I got a SEGA Game Gear earlier today, I put new batteries in, put a game in and the screen came on with the game. However, there was no sound, even with the sound turned up. When i put headphones in, it just made a high-pitch static sound. Now, I still have that same problem, only that the screen is white as well, no matter what brightness I set it to, or what angle I look at it at. Please help!


----------



## p1ngpong (Jul 22, 2012)

Sadly sound and screen failures for Game Gears are a common issue. Most that you find on sale now suffer from either or both of these issues and it is in fact pretty rare to find one in good working order now. I have two game gears myself and both have developed these problems over time too.


----------



## jimmyemunoz (Jul 22, 2012)

Open it and look at the connections and also clean it up. Your Game Gear might need the capacitors changed which is an easy fix, and they sell them at Radio Shack for a couple dollars. Capacitors usually look like a chopped AA battery (cylinder shape, usually standing up like a tower on the motherboard). Capacitors have just 1 negative and 1 positive connection, so removing the old one, and soldering a new one, is quite easy.

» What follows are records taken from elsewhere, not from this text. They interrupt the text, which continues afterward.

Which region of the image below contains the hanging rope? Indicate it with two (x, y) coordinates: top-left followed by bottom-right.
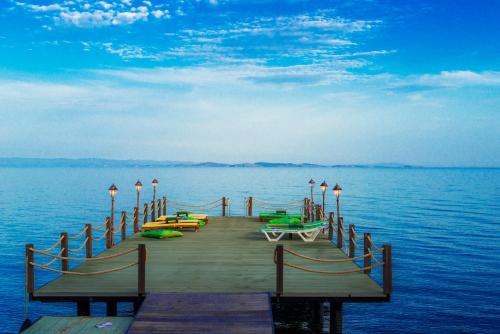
(252, 197), (303, 206)
(282, 261), (384, 275)
(92, 221), (107, 231)
(30, 247), (137, 262)
(67, 226), (88, 240)
(38, 236), (64, 253)
(366, 236), (384, 252)
(92, 228), (109, 241)
(283, 247), (372, 263)
(36, 248), (65, 267)
(31, 261), (139, 275)
(68, 237), (89, 253)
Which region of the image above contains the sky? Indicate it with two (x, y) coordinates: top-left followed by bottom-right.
(0, 0), (498, 166)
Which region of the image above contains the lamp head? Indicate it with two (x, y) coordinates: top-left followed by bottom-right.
(108, 184), (118, 198)
(333, 183), (342, 199)
(135, 180), (142, 192)
(320, 180), (328, 194)
(309, 178), (315, 188)
(152, 178), (158, 188)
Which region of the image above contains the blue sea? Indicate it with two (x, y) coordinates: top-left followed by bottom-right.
(0, 167), (499, 333)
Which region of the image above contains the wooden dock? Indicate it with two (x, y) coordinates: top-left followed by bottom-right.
(128, 293), (274, 334)
(31, 216), (387, 303)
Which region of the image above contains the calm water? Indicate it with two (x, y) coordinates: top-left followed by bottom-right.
(0, 167), (499, 333)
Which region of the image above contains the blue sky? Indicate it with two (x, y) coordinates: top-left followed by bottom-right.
(0, 0), (498, 166)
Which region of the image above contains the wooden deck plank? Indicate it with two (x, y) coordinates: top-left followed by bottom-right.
(33, 217), (385, 301)
(22, 316), (133, 334)
(127, 293), (274, 334)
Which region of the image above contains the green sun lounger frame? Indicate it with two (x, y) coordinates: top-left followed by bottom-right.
(259, 220), (326, 242)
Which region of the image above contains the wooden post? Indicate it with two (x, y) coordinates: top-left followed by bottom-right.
(248, 196), (253, 216)
(349, 225), (355, 258)
(133, 207), (139, 233)
(328, 212), (334, 240)
(364, 233), (372, 274)
(162, 196), (167, 216)
(85, 224), (92, 258)
(106, 302), (117, 316)
(138, 244), (146, 295)
(151, 201), (155, 222)
(383, 244), (392, 294)
(157, 199), (161, 219)
(276, 244), (284, 297)
(61, 232), (68, 271)
(143, 203), (148, 224)
(26, 244), (34, 295)
(222, 197), (226, 216)
(337, 218), (343, 249)
(106, 217), (112, 249)
(330, 302), (343, 334)
(77, 301), (90, 316)
(121, 211), (127, 241)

Can someone help the OP with what settings to use on a Multi-Meter to test his capacitors?


----------



## indask8 (Jul 22, 2012)

Your GG will need to have the caps changed,

I was lucky to find on ebay someone selling full sound daughterboard with new caps, so it was easy for me to fix my gamegear.

Sound is the most common issue, but then pretty much every capacitor inside are time bomb, sega really got their hands on one of the worst batch of capacitors ever.


----------



## Cartmanuk (Jul 22, 2012)

*GameGear's without sound issues are common but fixable.*​


*A Guide to Fix Audio:*​You will need soldering knowledge and a steady hand.​_________________________________________________​*Tools needed:*​*T8 Torx bit screwdriver​*Phillips screwdriver​*soldering iron​*fine lead-free solder.​In most cases it is this the capacitor labeled (*C7*) with is 47uF and 6.3V
you can also change (*C5*) too, if you want to use earphones.​If you can’t find it with 6.3V you can use one with higher voltage up to 9V.​

Heat and remove these old *C5* and *C7* capacitors and replace as below​

Board with new components added.​*C1
C2
C3*​Can also be replaced if fault continues.​Or buy a repaired sound board on eBay UK or £5.50​-------------------------------------------------------------------------------------------------------------------------------------------------------------------------------------------------------------------------​


----------



## fossda (Jul 22, 2012)

ok, so the screen works now, but the sound still doesn't, also 3 of my games just come up with a white screen, while all the others work.


----------



## jimmyemunoz (Jul 22, 2012)

fossda said:


> ok, so the screen works now, but the sound still doesn't, also 3 of my games just come up with a white screen, while all the others work.


Clean the contacts, of the non-working cartridges, with rubbing alcohol and a q-tip and report back.


----------



## fossda (Jul 22, 2012)

weird thing is, one of my games that don't work now worked a few hours ago. Strange?


----------



## Cartmanuk (Jul 22, 2012)

fossda said:


> weird thing is, one of my games that don't work now worked a few hours ago. Strange?



The games have batteries in for save files so try replacing those as well.


----------